BONGKARSELATAN.COM, LAMPUNG SELATAN - Enam bulan pasca-terbongkarnya skandal stempel palsu yang mengguncang Desa Baktirasa, Kecamatan Sragi, Lampung Selatan, kasus dugaan manipulasi keuangan desa ini masih belum jelas ujungnya. Kondisi tersebut menimbulkan kekecewaan dan pertanyaan besar dari masyarakat terhadap keseriusan aparat penegak hukum (APH) Lampung Selatan, jumat (3/10/2025).

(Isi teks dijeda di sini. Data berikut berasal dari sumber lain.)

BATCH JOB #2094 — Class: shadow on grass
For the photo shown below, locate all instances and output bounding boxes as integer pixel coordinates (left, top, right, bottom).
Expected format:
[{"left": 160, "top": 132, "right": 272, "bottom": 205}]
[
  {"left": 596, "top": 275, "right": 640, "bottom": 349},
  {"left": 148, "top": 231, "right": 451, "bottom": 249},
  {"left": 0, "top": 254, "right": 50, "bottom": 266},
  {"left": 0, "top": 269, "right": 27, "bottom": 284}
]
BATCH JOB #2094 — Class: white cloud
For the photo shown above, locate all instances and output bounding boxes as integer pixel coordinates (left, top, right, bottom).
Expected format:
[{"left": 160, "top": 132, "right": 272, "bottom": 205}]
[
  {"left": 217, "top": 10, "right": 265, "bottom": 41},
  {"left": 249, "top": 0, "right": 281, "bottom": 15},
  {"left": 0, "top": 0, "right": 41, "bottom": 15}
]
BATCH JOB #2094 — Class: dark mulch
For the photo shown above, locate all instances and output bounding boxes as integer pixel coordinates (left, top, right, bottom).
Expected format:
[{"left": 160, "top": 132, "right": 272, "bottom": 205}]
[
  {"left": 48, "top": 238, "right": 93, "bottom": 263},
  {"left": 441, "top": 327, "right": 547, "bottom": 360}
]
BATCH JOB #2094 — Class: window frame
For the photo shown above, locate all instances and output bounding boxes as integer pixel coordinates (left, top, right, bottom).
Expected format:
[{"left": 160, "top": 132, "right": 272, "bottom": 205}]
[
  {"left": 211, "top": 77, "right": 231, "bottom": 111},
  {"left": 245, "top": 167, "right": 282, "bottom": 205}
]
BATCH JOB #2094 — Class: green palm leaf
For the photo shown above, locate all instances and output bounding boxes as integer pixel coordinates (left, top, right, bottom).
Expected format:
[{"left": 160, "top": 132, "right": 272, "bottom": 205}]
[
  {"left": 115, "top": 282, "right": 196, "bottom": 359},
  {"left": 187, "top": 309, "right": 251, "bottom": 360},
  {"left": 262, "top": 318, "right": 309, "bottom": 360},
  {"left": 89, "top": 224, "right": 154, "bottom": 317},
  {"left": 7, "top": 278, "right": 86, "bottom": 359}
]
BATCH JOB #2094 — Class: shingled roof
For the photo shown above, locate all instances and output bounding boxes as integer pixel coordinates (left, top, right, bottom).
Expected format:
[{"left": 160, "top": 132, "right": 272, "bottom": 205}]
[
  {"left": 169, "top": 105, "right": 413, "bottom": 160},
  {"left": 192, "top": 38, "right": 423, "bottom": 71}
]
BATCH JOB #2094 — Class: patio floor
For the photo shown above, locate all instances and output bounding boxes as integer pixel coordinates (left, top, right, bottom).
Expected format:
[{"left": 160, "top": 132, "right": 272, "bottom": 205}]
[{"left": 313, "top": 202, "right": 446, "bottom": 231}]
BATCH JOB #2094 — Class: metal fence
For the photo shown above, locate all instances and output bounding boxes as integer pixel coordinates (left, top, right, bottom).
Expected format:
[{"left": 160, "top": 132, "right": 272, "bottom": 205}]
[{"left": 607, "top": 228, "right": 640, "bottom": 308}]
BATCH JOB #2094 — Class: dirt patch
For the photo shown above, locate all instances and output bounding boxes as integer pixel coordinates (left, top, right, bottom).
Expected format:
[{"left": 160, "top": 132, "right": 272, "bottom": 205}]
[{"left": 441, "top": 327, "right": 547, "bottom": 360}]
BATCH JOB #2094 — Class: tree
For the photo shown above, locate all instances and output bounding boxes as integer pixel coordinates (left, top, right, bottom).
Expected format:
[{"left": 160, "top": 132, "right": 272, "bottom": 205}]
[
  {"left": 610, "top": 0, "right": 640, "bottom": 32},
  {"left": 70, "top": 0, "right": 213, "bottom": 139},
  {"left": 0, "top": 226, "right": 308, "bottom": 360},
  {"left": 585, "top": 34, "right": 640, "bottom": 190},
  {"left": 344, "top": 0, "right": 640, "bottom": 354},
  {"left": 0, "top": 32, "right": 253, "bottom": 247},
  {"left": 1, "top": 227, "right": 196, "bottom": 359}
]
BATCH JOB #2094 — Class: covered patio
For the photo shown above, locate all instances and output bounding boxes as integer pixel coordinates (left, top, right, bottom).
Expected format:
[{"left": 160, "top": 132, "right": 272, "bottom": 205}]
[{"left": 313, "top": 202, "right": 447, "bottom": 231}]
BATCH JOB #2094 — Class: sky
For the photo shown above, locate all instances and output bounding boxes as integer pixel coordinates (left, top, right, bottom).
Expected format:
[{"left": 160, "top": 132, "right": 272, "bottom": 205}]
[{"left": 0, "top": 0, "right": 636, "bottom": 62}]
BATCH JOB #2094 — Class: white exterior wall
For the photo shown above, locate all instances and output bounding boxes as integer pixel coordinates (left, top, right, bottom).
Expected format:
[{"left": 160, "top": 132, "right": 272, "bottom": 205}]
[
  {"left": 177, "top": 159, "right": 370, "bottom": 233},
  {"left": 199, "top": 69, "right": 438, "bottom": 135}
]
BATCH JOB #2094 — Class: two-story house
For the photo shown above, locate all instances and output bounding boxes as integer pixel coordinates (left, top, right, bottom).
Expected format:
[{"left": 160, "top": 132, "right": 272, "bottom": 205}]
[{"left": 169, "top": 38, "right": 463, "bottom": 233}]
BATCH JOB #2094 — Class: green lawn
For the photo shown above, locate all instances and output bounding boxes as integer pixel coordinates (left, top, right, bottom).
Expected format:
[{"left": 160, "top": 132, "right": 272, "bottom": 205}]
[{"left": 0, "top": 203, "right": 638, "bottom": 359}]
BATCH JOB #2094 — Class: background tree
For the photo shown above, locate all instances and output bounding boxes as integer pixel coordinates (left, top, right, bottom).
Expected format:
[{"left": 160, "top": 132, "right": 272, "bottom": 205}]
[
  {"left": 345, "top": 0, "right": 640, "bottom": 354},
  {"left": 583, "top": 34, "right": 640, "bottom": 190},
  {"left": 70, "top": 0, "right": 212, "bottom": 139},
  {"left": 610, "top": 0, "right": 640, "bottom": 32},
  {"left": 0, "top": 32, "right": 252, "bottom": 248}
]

Kasus ini pertama kali mencuat pada 9 Februari 2025, saat Jajang Supriatna, S.Pd., mantan Sekretaris Desa Baktirasa, menemukan puluhan stempel dan cap yang diduga palsu di kantor desa. Temuan itu mencakup stempel resmi Badan Permusyawaratan Desa (BPD) hingga stempel toko material bangunan dan warung sembako.
“Keberadaan stempel-stempel palsu ini menimbulkan kecurigaan kuat adanya manipulasi dokumen dan penggelapan dana desa. Ini bukan sekadar kesalahan administrasi, melainkan tindakan kriminal yang terencana dan sistematis,” ungkap Jajang Supriatna kala itu.
Sementara itu, Kepala Desa Baktirasa, Sarna, pada Minggu sore (9/2/2025) sekitar pukul 16.40 WIB mengaku tidak mengetahui kasus tersebut. Namun ia menyebut bahwa stempel-stempel palsu itu digunakan oleh bendahara desa. Pernyataan ini justru memperkeruh suasana dan memicu kecaman dari berbagai pihak.
Hingga kini, lebih dari setengah tahun berlalu, kasus yang seharusnya menjadi prioritas penegakan hukum itu belum menunjukkan progres signifikan. Warga pun mempertanyakan, apakah ada upaya untuk membungkam kasus ini, atau memang kinerja APH Lampung Selatan belum optimal dalam menangani dugaan korupsi di tingkat desa.
Menurut sejumlah pengamat, kasus Baktirasa mencerminkan lemahnya pengawasan dalam pengelolaan dana desa secara nasional. Dana triliunan rupiah yang digelontorkan pemerintah pusat seharusnya dikelola secara transparan dan akuntabel, bukan justru membuka peluang terjadinya penyelewengan.
Masyarakat mendesak aparat hukum untuk mengusut tuntas kasus ini dengan transparan dan tanpa pandang bulu. Penegakan hukum yang tegas dinilai sangat penting untuk mengembalikan kepercayaan publik, memberi efek jera, serta memastikan dana desa benar-benar digunakan untuk kesejahteraan masyarakat.
Kejelasan informasi publik dan keterbukaan proses hukum disebut menjadi kunci utama untuk mencegah terulangnya kasus serupa serta menjaga akuntabilitas pemerintahan desa.